Hiurda La Bête de la Terre des Rois Promesse - Partie 2

Promesse - Partie 2

Toumet resta muette, une expression peinée sur le visage. Ishta la haïssait dans l’instant. Autant qu’elle s’était attachée à elle au cours des dernières semaines. Elle n’avait même pas la décence de montrer toute la pitié qu’elle avait pour Ishta.

« Je être quoi d’autre que sacrifice pour vous ? Comment toi tu souris à moi, tu ris avec moi ? Mais tu sais et tu rien dire ! »

Toumet se leva et fit quelques pas vers elle, mais Ishta recula d’autant.

« Non ! hurla-t-elle alors que les larmes coulaient enfin sur ses joues. Tu pas venir ! Tu vas loin !
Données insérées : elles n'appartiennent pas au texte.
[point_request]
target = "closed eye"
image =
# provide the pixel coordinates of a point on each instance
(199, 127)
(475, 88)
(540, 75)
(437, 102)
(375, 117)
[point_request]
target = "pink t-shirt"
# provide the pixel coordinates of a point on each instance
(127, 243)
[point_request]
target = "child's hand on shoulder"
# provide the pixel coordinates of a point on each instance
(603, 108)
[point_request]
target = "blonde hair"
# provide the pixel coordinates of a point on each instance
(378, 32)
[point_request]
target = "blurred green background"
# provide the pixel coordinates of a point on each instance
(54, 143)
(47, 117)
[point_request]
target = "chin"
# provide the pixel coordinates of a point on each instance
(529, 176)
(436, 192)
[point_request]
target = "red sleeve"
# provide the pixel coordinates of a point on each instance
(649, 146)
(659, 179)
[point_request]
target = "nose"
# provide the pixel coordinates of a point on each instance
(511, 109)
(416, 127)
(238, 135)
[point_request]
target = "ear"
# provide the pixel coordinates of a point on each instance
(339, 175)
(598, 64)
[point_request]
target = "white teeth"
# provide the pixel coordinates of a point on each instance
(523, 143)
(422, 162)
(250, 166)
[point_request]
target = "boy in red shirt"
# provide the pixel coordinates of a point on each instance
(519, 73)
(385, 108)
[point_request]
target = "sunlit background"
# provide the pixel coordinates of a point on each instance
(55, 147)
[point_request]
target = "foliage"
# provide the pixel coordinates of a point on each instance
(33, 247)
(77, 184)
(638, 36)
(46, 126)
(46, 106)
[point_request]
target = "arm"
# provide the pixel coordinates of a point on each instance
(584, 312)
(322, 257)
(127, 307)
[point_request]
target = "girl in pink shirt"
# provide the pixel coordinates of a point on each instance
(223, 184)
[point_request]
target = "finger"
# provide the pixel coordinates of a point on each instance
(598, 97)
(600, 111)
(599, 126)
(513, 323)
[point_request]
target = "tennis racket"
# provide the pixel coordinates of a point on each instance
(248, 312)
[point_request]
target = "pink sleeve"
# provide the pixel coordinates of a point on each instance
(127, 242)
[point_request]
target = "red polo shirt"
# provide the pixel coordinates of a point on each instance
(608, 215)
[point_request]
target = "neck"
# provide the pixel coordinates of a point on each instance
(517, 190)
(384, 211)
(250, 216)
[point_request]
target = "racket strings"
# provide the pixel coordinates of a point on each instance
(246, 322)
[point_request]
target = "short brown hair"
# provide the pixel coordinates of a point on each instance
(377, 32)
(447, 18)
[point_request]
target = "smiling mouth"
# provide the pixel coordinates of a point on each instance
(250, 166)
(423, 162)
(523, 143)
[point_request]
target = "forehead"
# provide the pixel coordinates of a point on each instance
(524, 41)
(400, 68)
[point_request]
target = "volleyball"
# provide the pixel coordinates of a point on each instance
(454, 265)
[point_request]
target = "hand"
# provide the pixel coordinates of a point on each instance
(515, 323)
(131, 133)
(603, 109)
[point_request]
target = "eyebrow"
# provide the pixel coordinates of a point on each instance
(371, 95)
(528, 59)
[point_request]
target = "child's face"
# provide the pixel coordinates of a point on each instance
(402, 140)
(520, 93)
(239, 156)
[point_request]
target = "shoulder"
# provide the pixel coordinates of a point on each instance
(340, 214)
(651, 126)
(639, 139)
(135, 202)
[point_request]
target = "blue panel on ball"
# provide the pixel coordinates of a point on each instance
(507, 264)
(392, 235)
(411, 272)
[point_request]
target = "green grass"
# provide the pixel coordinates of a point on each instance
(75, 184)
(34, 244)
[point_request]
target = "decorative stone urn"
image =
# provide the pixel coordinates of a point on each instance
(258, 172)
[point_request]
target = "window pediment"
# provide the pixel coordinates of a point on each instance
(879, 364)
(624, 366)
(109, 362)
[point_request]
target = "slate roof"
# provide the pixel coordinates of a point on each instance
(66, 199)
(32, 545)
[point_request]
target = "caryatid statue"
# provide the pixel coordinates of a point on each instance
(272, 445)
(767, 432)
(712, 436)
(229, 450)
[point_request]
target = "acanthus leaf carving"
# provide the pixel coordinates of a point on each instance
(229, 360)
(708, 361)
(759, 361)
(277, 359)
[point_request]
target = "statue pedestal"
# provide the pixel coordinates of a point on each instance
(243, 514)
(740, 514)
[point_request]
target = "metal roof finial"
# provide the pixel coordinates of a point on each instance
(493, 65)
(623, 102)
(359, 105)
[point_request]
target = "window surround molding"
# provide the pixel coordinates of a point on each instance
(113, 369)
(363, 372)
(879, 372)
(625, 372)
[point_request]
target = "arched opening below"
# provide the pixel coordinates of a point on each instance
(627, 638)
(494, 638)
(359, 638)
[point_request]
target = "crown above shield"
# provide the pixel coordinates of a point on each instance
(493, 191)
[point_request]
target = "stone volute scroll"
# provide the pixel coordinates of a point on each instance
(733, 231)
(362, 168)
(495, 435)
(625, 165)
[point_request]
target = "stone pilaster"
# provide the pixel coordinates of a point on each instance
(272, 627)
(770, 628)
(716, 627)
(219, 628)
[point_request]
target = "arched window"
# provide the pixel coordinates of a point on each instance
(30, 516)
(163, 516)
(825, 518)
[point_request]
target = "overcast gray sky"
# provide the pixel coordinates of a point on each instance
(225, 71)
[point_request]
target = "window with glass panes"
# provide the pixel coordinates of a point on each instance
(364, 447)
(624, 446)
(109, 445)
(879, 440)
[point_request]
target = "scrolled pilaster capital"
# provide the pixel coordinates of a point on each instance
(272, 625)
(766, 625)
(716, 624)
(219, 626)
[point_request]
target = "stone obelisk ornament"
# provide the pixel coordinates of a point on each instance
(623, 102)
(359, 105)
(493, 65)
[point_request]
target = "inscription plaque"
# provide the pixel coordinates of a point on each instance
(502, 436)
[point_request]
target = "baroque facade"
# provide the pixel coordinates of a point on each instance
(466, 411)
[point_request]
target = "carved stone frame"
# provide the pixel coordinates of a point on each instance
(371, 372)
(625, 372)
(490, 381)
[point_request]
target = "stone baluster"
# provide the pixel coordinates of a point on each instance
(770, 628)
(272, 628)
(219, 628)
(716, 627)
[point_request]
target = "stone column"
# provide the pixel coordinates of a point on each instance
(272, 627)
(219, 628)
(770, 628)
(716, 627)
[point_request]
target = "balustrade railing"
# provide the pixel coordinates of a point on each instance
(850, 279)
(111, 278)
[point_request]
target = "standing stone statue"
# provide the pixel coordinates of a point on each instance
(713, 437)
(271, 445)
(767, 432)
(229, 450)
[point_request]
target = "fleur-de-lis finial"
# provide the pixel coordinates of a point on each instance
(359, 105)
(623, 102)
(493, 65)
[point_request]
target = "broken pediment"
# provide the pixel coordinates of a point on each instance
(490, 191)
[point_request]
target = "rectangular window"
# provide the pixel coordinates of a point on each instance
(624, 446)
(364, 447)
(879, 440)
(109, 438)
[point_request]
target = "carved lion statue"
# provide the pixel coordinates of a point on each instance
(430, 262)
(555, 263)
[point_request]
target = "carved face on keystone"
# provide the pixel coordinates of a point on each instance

- Ishta,  dit doucement Toumet. Tout va bien se passer, crois-moi… 

- Croire toi ? Tu cacher la vérité à moi ! Tout va pas bien ! Que tu faire si Fryktebjorn me bat ? Si lui me tue ? Si lui veut manger moi pour la noce ? Toi tu vas sauver moi ? »

Est-ce que Toumet venait de retenir un rire ? Une terrible douleur lui déchirait le cœur et Toumet lui riait au visage. Ishta pensait avoir fait le tour de la trahison avec Ning et son père, mais les Íbúa venaient d’atteindre de nouveaux sommets. Sa rage avait pris une telle ampleur qu’elle n’arrivait plus à s’exprimer dans cette langue qu’elle ne maîtrisait pas. Un cri sauvage naquit de sa frustration et brûla sa gorge. Elle agrippa la première chose que sa main put trouver et la jeta à travers la pièce. La chaise rata de justesse la soupière remplie au-dessus du feu et deux hommes durent se lever de leur place en catastrophe. Elle n’en avait que faire. Elle voulait qu’ils souffrent, tous, autant qu’elle souffrait, elle. 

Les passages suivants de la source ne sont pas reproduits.